Paylaş
Dün Savaş Özbey’in Kelebek’teki köşesinde okudum...
Demet Özdemir ve Oğuzhan Koç ayrılığı hakkında sokaktaki algıyı yazmış köşesine. Kendi yorumlarını da katmış tabii.
Demiş ki ‘Oğuzhan Demet’e küçük geldi.’
Yetmemiş ‘Demet süper lig, Oğuzhan ikinci lig oyuncusu’ diye yazmış.
Sonunu da ‘davul bile dengi dengine’ diye bağlamış.
Ne yalan söyleyeyim bir erkek olarak sinirlendim ben. Oğuzhan’ı düşünemiyorum... Biten, başlayan, ara verilen ilişkiler hakkında pek yorum yapmayı sevmem.
Hadi diyelim yaptım...
Demet ve Oğuzhan hakkında, “Biri çok başarılı diğeri başarısız, biri birinci lig diğeri ikinci lig topçusu” demem...
Bana göre Demet nasıl çok başarılı ve bir o kadar yetenekli bir oyuncuysa Oğuzhan da çok iyi bir söz yazarı, oyuncu ve şarkıcı.
Yani kariyerlerini kıyaslamak bunun yüzünden birbirlerine ayak uyduramadılar demek falan pek sağlıklı gelmiyor bana.
Haksızlık yapılıyor Oğuzhan’a ve dolaylı yoldan Demet’e...

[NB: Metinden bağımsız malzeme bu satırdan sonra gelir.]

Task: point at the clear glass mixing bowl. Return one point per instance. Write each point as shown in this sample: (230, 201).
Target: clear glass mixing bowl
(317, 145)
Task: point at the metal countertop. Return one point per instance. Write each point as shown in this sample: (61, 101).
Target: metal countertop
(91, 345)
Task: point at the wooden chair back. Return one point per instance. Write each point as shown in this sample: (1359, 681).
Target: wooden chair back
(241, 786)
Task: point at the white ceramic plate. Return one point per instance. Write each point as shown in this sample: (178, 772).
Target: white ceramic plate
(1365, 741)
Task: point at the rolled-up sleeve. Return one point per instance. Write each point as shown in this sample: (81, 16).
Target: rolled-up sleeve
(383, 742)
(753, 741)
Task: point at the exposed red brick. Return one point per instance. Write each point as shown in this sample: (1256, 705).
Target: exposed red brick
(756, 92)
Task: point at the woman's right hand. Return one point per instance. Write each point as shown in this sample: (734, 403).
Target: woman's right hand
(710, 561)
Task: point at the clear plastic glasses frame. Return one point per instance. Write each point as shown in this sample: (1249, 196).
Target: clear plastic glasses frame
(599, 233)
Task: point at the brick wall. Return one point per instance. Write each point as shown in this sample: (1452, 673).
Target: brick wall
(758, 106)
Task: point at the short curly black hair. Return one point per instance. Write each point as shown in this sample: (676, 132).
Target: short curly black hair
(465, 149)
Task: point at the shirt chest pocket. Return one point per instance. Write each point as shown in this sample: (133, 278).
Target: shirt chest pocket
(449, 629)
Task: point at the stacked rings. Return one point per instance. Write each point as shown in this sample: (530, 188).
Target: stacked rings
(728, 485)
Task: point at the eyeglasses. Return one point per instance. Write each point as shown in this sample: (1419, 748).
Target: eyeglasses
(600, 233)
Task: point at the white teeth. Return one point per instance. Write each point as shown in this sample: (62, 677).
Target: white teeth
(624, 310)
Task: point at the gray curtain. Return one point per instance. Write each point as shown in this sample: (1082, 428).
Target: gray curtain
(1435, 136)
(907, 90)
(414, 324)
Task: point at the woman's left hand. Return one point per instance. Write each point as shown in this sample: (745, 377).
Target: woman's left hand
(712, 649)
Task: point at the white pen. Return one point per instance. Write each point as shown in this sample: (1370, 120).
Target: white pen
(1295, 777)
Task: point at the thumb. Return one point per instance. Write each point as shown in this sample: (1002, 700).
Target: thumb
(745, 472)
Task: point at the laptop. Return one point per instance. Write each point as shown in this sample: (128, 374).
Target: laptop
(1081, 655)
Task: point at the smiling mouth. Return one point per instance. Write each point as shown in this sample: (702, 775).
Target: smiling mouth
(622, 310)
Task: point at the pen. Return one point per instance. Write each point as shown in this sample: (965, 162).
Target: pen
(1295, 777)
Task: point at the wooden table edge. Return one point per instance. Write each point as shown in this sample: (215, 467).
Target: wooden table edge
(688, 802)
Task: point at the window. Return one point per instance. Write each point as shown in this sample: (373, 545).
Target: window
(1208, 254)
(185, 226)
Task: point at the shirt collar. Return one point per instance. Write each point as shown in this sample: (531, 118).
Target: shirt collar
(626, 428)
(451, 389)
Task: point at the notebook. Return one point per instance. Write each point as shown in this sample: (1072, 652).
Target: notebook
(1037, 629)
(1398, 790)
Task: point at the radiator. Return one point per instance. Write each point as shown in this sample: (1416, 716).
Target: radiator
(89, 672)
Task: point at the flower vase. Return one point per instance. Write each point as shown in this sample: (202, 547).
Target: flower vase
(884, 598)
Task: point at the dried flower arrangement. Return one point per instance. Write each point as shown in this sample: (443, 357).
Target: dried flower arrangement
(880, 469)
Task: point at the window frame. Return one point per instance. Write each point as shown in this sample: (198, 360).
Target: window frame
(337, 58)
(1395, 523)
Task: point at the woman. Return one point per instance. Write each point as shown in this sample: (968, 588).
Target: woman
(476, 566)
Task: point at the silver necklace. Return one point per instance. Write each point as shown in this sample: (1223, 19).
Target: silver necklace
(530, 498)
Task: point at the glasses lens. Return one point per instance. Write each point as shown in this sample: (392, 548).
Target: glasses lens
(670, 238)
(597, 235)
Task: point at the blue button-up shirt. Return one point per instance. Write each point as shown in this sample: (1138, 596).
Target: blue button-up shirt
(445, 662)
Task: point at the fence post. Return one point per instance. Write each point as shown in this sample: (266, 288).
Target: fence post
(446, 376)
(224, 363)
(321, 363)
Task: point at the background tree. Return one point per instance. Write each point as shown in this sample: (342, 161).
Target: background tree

Kaldı ki bilemeyiz kapalı kapılar ardını. Bilemeyiz aynı evin içine girince işlerin nasıl değiştiğini...
Bazen olmuyor işte.
Olmayınca zorlamamak, birbirine zarar vermemek en güzeli.
Ayrılığın zarafeti olur mu demeyin.
Bazen ayrılmak çok zarif bir davranış olabiliyor.
Yeterrrrrr
Yani akıl alır gibi değil. Bir insan her sözüyle, her açıklamasıyla tüyleri nasıl diken diken etmeyi başarır? Mehmet Ali Erbil demiş ki, ‘Aleyna Tilki ile öpüşmek isterim.’
Hiç bana cümlenin önü var arkası var ortası var demeyin.
Edemezsin böyle bir laf...
Yolda bir kadına sarkıntılık etmek nasıl taciz ise bu da tacizdir.
Aleyna Tilki’nin erkek arkadaşı olsam gülüp geçmem böyle mevzulara mesela.
Neden gülüp geçmem biliyor musunuz? Çünkü Erbil bunu hep yapıyor. Bir de yaptıktan sonra dalga geçiyor milletle:
“Hastayım, yaşlıyım, ne dediğimi bazen fark etmiyorum” açıklamaları yapıp işin içinden sıyrılacağını sanıyor. Ya konuşmasın ya da konuşturulmasın artık.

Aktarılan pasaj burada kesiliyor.